In celebration, the writing team went to a neighborhood restaurant. Everything looked Bon! The ante-pasta (salad/fruit) bar looked grand. We all ordered whatever we wanted from the menu (they had special steaks from Argentina), and went back to the ante-pasta table. Hugh mounds of food we filed high on our plates. I even put two oranges in my coat pocket; hell its cold every evening in sunny Rome.
Our waiter was delighted with our enthusiasm. ”Oh,” he exclaimed, “TEN TIMES,” he said in broken English while giving us all ten-up-fingers. Later, his enthusiasm would be reduced to a one-up-finger.
After a wonderful evening of food, great conversation, lots of ante-pasta and Italian wine, we asked for the check. ONE-HUNDRED AND THIRTY-FIVE DOLLARS AMERICAN. ARE YOU KIDDING? Jim Wiegle brought only $100 with him. Yep, we were charged TEN TIMES FOR EACH SALAD PLATE.
Now the fun began.
Wiegle called for our waiter. Pigeon English cum Pigeon Italian is very amusing, and this went on for awhile. Finally, the waiter disappeared to the back room to reappear with the Matre-de cum Manager. More pigeon droppings. Again, the boss and waiter disappear to the back room to reappear in a few minutes—all this time about 150 Italians (who else) watched this ugly-American scene take place. Finally, the administration settled on $100 American. Now, let’s see. How much is that in lira?
There is more to the story, and Beverly needs to take it from here.
As I came in the door at 4750 No. Sheridan in Chicago, I was met by Wanda Holcomb who just arrived from Brussels, Belgium. Wanda said. “Oh, you are just the one I want to see. She handed me a check for $1,500. I was shocked, and asked, “Why are you giving me this check?” Wanda replied, “Didn’t Bill tell you he cashed in your Discover Credit card?” Immediately, I took the check and sent it to Wichita.
PS: There’s another story to be told about presenting a draft copy of our workbook to The POPE-OF-ALL-CHRISTENDOM. Our private audience included 300 other people, outside in Vatican Square, and we were’nt close enough to even throw the book at-em.

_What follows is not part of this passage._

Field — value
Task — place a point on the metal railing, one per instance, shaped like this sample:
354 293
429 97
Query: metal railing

Then, there is the story of my first marathon in Rome. It started and ended in the Stadium built by Mussolini, the Italian dictator and cohort in the first Axis of Terror. I never was very fast, but I’m long winded. Any confirmations?

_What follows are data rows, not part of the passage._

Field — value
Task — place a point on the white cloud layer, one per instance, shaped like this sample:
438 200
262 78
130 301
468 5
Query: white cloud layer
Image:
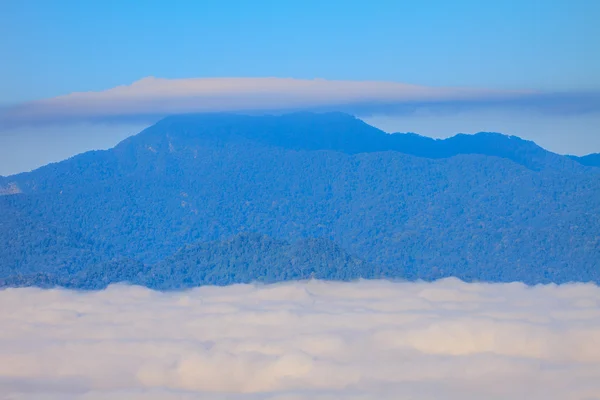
151 97
303 340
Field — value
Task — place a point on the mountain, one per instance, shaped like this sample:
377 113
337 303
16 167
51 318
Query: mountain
479 207
244 258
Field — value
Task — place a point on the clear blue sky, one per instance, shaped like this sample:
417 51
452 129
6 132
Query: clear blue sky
56 47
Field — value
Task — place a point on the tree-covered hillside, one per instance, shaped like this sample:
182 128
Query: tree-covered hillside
483 207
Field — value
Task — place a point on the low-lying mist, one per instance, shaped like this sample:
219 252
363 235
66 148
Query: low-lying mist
303 340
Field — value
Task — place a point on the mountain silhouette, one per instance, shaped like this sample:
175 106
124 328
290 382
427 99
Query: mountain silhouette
479 207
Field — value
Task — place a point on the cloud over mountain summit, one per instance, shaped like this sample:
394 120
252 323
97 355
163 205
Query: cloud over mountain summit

Those at the Rome House including the Writing Team:
To those who were wrongly added, and to those inadvertently left out, I apologize, but my notes are really cold, and twenty-eight years ago seems like yesterday until I begin to think about, and to research, names. Forgive me.
The Writing Team?
Jim Wiegle, George Walters, Joe Crocker, Sr. James and Lady Peggy Lindsley, Phil Townley, David McClesky, Mary D’Souza, Judy Tippet, and Bill Salmon.
The Rome House?
Jon and Maureen Jenkins, David and Paula Okusu, Rudri, Ronnie Seagren, John Stringham, Shirley Massey, and Dharmalingam.

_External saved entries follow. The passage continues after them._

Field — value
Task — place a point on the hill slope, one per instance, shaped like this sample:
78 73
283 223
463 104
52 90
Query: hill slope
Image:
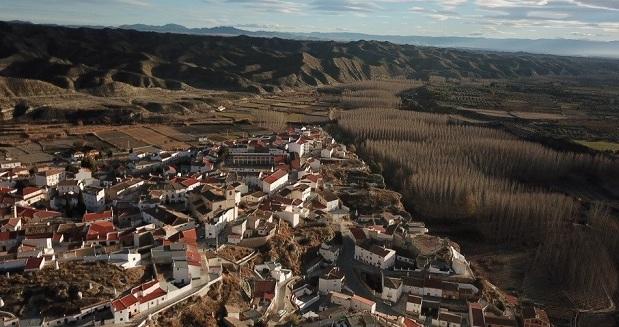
83 58
562 47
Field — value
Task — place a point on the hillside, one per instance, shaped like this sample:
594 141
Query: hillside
561 47
84 59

I apologize about the length of this article. I hate it when the Earthrise Witnesses are not the old “witness length.” You remember – Stand up, Say it, Set down, and “Pass the wine, please.” However, I found this story to weigh heavily on my mind because others asked for my version of it, and it sat on my desk and got cold.
Bill and Beverly Salmon are members of the Order in Diaspora and we still are marching on “The Journey To The East.” Bill continues to research a book on, Conversations in Jail: for the prisoner in all of us, to be written this summer. He publishes a weekly on-line IHOP Bible Study and SermonStarter, and is the editor of a new soon-to-be blog, “Experiencing Christ in the Now,” to publish grass-roots writers of post-modern thinking. Beverly continues her leadership in the UM Women in Kansas.
To those who were wrongly added, and to those inadvertently left out, I apologize, but my notes are really cold, and twenty-eight years ago seems like yesterday until I begin to think about, and to research, names. Forgive me.